The fourth manner in which the European Convention is made part of domestic law is through Section 6 of the Act, which notes that “it is unlawful for a public body to breach convention rights.” This section created a new tort giving the courts the power to issue injunctions and declarations and award damages in cases where public bodies have breached the human rights.

As a result, the Human Rights Act has had an enormous impact in “[bringing] international law down into the domestic arena,” Gledhill said, especially in regards to the mental health laws of the United Kingdom. Since the implementation of the act, there have been five Declarations of Incompatibility. Two of these led to amendments to England’s Mental Health Act of 1983 and three are still outstanding, according to Gledhill. The issues involved in these declarations ranged from the question of detaining those of “unsound mind” to the proper channels for changing a patient’s guardian.

Gledhill stressed the continued importance of human rights not only for the United Kingdom, but for the world. “In the times that we’re living in at present, where we have terrorist threats, where we have responses to terrorist threats by governments, it demonstrates again the importance of having fundamental principles at play which are immutable, which say there are basic human rights which have to be guaranteed because otherwise there is too great a risk of things going badly wrong,” he said.

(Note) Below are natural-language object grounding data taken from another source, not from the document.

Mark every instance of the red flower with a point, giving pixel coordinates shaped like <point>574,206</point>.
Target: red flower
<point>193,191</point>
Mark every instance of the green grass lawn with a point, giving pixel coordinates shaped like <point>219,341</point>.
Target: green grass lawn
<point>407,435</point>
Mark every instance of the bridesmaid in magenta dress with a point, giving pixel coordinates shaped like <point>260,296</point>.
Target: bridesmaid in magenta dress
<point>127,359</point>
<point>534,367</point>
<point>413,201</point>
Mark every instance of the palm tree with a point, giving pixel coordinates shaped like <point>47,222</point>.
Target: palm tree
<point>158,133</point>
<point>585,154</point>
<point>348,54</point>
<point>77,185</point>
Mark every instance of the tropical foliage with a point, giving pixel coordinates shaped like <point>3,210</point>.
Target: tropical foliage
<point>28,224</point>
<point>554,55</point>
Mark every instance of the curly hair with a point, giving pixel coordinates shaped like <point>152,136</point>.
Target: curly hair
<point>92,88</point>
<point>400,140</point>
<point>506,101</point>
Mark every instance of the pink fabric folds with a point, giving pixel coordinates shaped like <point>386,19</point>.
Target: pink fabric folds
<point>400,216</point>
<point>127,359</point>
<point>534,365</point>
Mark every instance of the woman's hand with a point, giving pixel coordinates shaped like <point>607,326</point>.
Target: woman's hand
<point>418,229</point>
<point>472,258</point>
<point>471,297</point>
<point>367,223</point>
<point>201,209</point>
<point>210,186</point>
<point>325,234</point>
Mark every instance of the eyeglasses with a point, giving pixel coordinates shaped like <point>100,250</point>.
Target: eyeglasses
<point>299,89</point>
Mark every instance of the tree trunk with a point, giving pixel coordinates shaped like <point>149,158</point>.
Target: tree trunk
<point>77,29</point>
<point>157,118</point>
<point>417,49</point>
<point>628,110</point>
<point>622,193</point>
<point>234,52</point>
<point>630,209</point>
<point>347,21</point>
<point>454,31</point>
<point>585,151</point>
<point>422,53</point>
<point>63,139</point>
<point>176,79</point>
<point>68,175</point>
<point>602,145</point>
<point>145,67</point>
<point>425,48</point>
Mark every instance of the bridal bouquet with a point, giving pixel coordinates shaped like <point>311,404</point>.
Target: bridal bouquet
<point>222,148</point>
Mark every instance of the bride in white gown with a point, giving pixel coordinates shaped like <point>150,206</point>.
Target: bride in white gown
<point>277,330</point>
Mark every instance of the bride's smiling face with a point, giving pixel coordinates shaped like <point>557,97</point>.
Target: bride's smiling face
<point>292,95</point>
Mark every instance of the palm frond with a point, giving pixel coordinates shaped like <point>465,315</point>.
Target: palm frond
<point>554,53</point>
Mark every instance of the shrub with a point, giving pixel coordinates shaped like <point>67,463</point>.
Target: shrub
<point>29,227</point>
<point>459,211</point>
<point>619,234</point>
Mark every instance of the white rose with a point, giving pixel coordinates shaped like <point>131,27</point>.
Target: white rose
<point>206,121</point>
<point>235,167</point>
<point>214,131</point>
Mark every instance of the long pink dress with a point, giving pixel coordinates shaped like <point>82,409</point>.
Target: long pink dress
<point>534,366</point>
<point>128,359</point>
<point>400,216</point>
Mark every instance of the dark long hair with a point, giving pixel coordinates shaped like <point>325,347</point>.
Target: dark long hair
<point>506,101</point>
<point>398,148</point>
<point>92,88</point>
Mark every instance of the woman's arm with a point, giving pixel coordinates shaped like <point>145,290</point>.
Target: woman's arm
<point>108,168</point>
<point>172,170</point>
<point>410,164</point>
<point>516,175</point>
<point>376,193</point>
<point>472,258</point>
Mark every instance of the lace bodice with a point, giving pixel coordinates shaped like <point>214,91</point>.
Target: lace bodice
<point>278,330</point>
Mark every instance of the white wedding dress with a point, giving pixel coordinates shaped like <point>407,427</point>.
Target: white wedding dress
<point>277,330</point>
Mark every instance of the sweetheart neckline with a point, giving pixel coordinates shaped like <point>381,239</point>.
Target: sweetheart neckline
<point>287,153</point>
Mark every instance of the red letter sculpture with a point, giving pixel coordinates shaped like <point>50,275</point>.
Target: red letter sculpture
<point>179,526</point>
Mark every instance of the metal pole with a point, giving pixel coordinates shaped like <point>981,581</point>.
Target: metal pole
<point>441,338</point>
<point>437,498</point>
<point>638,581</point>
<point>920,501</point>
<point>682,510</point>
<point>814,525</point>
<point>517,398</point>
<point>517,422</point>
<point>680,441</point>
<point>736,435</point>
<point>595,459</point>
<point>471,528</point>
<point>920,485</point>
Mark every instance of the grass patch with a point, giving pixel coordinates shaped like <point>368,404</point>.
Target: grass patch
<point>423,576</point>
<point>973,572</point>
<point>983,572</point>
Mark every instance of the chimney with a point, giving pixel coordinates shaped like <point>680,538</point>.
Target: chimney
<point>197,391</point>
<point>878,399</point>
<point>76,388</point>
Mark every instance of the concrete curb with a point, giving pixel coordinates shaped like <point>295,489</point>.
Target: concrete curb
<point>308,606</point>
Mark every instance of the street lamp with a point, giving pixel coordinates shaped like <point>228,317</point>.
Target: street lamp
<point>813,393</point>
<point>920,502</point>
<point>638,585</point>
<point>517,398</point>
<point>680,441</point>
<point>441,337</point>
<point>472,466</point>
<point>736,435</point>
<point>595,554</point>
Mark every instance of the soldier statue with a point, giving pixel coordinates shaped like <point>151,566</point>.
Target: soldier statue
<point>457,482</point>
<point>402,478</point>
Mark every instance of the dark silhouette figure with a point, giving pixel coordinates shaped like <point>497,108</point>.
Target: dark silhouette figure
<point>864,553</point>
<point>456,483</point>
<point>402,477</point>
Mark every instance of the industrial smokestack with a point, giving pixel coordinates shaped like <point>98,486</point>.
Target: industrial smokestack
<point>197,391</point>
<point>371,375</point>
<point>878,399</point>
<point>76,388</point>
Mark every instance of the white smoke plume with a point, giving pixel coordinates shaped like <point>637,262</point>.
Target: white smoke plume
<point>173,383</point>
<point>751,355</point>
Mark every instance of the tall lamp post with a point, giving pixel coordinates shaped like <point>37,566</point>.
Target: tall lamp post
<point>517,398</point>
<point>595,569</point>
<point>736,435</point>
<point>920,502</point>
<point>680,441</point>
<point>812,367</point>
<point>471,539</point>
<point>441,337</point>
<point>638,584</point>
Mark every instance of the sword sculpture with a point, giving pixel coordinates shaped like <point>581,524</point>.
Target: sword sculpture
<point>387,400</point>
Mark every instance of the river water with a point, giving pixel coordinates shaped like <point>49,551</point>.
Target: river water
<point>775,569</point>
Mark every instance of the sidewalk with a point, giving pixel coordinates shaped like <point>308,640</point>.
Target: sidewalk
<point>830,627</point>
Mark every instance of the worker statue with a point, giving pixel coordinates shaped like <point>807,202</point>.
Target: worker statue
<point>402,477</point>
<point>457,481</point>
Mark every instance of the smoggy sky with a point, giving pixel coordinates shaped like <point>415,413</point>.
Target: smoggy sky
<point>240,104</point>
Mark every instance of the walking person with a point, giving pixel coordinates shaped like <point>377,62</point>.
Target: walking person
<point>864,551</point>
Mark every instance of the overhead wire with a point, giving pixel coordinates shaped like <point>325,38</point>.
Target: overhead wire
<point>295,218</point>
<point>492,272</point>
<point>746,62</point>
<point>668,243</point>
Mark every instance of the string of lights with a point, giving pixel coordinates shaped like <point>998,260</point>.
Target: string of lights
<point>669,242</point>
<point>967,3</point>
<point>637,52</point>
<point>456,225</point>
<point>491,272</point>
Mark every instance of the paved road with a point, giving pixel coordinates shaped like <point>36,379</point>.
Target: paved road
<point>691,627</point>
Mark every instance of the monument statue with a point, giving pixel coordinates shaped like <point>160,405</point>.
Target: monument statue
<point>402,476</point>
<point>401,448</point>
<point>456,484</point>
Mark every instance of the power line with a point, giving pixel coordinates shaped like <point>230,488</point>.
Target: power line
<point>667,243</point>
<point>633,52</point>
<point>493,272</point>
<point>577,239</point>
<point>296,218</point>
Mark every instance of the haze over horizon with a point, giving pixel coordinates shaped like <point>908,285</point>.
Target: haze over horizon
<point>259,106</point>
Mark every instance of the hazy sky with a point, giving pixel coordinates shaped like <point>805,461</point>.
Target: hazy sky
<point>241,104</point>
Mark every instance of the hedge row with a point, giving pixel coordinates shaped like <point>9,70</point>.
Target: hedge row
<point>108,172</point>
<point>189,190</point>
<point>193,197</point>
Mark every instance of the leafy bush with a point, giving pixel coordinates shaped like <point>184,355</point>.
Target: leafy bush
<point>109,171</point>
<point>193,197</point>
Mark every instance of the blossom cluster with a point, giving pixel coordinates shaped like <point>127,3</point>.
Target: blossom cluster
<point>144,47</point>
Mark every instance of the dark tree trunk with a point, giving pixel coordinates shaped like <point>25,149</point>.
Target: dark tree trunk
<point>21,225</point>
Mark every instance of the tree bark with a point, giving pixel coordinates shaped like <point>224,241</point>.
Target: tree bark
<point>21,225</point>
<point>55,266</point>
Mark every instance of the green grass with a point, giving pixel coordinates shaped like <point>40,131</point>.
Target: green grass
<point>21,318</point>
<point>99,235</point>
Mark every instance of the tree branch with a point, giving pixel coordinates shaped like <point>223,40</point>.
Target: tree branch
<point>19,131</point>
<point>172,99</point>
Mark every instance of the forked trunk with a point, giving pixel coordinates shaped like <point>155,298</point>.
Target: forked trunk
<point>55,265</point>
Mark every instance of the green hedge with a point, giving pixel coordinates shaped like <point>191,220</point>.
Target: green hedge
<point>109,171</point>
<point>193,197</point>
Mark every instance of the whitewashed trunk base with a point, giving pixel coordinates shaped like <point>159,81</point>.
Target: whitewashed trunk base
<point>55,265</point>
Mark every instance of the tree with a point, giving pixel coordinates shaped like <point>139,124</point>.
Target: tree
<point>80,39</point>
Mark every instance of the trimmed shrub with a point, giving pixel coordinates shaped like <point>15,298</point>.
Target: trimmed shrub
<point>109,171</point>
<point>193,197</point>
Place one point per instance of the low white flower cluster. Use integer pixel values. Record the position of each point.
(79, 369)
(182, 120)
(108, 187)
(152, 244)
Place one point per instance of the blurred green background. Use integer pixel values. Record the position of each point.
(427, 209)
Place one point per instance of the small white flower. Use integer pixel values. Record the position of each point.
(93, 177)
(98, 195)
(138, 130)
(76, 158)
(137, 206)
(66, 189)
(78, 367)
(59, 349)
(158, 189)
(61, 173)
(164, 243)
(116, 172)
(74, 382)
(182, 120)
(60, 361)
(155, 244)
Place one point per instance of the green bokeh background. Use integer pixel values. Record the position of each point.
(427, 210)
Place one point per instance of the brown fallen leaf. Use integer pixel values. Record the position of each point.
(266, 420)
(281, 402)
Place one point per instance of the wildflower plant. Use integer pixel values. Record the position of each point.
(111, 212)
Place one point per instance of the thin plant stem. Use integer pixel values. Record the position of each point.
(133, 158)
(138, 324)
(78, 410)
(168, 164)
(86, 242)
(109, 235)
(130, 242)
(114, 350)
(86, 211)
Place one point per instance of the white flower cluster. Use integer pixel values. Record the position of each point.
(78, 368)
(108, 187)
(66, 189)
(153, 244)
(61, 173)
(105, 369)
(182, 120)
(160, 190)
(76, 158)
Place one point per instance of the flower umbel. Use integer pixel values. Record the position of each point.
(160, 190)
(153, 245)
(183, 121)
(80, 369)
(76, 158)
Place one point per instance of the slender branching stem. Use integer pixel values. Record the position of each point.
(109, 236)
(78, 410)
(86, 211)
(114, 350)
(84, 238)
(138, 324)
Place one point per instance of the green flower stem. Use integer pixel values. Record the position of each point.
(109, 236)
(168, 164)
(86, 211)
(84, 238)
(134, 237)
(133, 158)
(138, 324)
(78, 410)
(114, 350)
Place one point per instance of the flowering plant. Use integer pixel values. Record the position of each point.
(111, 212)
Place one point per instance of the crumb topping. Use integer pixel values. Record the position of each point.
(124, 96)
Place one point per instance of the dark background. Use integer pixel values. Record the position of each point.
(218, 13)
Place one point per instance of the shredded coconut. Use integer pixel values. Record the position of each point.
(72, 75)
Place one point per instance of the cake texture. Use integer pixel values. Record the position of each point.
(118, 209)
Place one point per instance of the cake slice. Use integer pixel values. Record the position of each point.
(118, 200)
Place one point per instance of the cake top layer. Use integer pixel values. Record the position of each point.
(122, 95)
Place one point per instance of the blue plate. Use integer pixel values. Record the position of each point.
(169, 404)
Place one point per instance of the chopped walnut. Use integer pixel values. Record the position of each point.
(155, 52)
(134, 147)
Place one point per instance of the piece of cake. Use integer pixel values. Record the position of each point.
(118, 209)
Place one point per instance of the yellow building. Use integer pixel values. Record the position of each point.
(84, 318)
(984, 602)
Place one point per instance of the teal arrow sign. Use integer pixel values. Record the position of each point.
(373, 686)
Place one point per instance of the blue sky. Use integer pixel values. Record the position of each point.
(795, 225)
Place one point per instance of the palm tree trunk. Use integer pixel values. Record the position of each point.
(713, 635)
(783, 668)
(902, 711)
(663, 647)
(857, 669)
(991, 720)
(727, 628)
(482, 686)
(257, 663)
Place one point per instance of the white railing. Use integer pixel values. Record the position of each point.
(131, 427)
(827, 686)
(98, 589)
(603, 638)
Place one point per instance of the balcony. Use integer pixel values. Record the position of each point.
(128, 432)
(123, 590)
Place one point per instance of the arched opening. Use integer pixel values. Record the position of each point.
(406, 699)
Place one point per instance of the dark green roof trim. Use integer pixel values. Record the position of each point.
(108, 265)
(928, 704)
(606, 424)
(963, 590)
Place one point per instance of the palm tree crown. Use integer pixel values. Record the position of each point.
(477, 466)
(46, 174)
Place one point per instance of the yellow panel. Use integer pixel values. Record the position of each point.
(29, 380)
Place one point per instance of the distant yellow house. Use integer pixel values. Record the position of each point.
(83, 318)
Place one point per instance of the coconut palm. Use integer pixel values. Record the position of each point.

In a later interview Gledhill suggested that the immediate future of human rights and mental health law will be a struggle between those who recognize that society’s disadvantaged need a voice and those who want to restrict the freedoms of all mentally disordered individuals for the sake of eliminating the risks posed by a small minority. “[These] are two strands which pull in opposite directions,” he said. “It will be a question of which becomes more prominent.”